January 13, 2017
OK, it seems my less-than-thorough reading of our agenda has provided yet another set of surprises. As a reminder, we are in Patagonia on a 10-day excursion . . . an excursion that had amazing pictures and inspiring language. I was inspired and I chose the company. [Note: I suspect that the following explanation is unnecessary, but I include it for anyone unfamiliar with our family. Susie is a master planner. She navigates airline and hotel reservations like she is playing a Beethoven Sonata. My contribution (generally) to our travel is my desire to improvise and find the fun thing to do once we are at a place. Also, I am the person that drives on the left hand side of the road. I, however, am not the person you want juggling details. I deeply appreciate the importance of details, but I seem to lack the proclivity to embrace them. “But Steve,” you may ask, “Don’t you run a summer camp that is chock-a-block full of details?” My answer is that our team is extraordinary and they understand my many shortcomings. I once explained it to a summer employee this way. Fire is good. It has a purpose and when you need it, you really need it. Similarly, gasoline has a purpose and is irreplaceable when needed. But, they are not good when put next to each other. I explain that I am to details as fire is to gas – good only when separated by a meaningful distance. I booked the rooms for Europe 5 years ago and we still marvel that we did not end up sleeping in refrigerator boxes. So Patagonia is on me. The glaciers put a big plus in my “win” column, but today might have made the water murkier.]
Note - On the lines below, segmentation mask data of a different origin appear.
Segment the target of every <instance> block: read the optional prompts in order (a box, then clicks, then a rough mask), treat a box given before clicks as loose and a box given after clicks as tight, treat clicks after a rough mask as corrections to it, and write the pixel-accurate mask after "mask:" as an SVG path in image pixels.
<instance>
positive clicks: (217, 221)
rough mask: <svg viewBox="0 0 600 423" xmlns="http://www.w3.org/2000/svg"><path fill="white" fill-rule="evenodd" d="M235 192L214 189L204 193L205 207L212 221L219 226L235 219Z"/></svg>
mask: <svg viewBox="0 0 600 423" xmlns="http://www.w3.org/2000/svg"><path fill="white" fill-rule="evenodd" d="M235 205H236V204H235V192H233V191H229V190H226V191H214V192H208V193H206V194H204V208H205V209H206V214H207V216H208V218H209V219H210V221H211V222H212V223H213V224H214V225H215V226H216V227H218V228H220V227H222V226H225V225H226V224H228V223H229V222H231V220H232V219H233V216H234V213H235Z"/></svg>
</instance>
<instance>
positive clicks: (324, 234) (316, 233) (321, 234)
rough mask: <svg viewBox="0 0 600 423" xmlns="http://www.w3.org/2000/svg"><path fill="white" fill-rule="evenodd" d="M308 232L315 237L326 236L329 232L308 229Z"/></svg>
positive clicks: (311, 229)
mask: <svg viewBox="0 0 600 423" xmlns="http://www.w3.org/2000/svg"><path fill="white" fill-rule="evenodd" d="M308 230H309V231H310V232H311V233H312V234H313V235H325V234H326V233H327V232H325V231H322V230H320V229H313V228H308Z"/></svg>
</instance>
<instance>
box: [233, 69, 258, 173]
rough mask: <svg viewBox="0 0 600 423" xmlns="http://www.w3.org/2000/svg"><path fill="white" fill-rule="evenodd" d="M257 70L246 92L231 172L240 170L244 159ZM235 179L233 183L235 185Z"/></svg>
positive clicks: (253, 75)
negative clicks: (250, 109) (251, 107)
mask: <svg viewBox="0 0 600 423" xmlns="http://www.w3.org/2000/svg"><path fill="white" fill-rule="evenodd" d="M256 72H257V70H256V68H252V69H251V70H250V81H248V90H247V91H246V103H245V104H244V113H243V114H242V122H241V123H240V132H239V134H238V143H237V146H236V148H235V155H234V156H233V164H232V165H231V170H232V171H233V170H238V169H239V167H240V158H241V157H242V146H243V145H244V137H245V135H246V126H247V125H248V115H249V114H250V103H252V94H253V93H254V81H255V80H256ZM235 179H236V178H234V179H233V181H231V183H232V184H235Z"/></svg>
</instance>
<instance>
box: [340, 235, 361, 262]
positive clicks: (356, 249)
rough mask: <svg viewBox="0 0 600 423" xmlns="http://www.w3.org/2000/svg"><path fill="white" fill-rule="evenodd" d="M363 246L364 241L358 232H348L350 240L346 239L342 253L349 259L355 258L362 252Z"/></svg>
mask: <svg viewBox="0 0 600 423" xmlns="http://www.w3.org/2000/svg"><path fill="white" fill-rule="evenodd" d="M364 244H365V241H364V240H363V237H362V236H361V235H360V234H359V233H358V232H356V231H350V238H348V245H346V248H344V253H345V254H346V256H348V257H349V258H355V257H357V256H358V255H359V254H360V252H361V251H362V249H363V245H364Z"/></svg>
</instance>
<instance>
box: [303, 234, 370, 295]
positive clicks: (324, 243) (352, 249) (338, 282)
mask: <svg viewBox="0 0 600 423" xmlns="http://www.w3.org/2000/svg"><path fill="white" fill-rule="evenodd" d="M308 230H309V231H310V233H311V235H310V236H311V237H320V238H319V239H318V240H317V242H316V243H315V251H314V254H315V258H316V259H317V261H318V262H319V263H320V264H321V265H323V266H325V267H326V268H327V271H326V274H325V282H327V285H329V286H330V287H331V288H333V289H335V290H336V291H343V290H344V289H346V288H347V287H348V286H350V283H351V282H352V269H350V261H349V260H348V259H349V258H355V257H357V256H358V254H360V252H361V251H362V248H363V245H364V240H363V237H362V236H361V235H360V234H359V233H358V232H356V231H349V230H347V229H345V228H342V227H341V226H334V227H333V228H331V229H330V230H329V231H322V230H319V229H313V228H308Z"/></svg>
So I was sold on the broad description of our Patagonia excursion – beautiful vistas and stunning walks. The description also had a plethora of less-exciting “small print”. You know, stuff like itinerary details, physical requirements, packing lists and schedules. Nope, none of that minutia for this bold guy – I go with my gut.
Before this sounds like an intro to a travel disaster, please let me say that we have become true fans of this part of the world. The glacier yesterday was a visual knockout and the sites today were even better.
Once again, we have a great guide, a young man name Fecundo (with a Spanish nickname that absolutely does not translate politely to English) who has been funny, helpful and informative.
But my initial lack of focus on logistics has come at some price.
For example, after we finished the glacier trip yesterday, we piled in a van and drove 3 hours to our current location. While we pride ourselves on flexible travel, arriving at 11PM is never a great start to a new locale.
But my detail-deficit gets better. Our excursion today was a trek to see the famous El Chalten mountain. If the name seems unfamiliar (it was for me), you do know it. It is featured in the logo for the Patagonia outdoors clothing company. It was named one of the three “most beautiful mountains in the world”. This summit is truly that.
But the summit is not, and this is a truly relevant point, easy to get to. Nope, you walk in and walk out. Or should I say walk, climb, hike, traverse in and walk, climb, hike, traverse out.
I am not sure how to describe our adventure, especially since I remain in a place with snail-like internet. I will eventually post photos from our day; not to impress you but simply to assure you that I am not the worst husband/father ever.
So imagine unequaled beauty as I describe our day.
We started our excursion at 8:30. We would finish at 6:30.
In the interim, we would cover 15 miles of territory. Some of the paths took us steeply up mountains. Others went through rolling hills. We went by rivers, lakes, forests, grasslands and mountainsides. But all these paths had one thing in common. They were never flat. We were always either rising or falling with our strides. I am not exaggerating here. At some point (roughly 3 miles in) I noticed that we were never on flat ground, so I made a mental note of everything we walked on flat ground. There were not many mental notes. It had fewer notes than a Kindergarten song.
This was a hard day of walking. Wiley was silent at dinner. SILENT. When asked if he had a bad day, he assured us that it was lovely, but that he fell asleep minutes after returning. Virginia fell asleep and missed dinner. Terrill was present and communicative, but started the dinner conversation with simple question, “What part of you really hurts right now?” Liam (of course) was the one exception, but I chalk that up to his desire to NEVER look tired, weak or vulnerable.
So we are now “Level 1 exhausted” - worthy of academic study. Frankly, I have no idea why I am writing except that I remain exhilarated as much as exhausted. We have a set of memories that have become part of the Baskin Clan. That is special.
As long as I can walk tomorrow, we have another (flatter) 11 mile trek. I guess that sounds better.
PS. More pictures are coming, but after I spent 65 minutes trying to post 3 photos, I realized that I need to wait for a bigger city.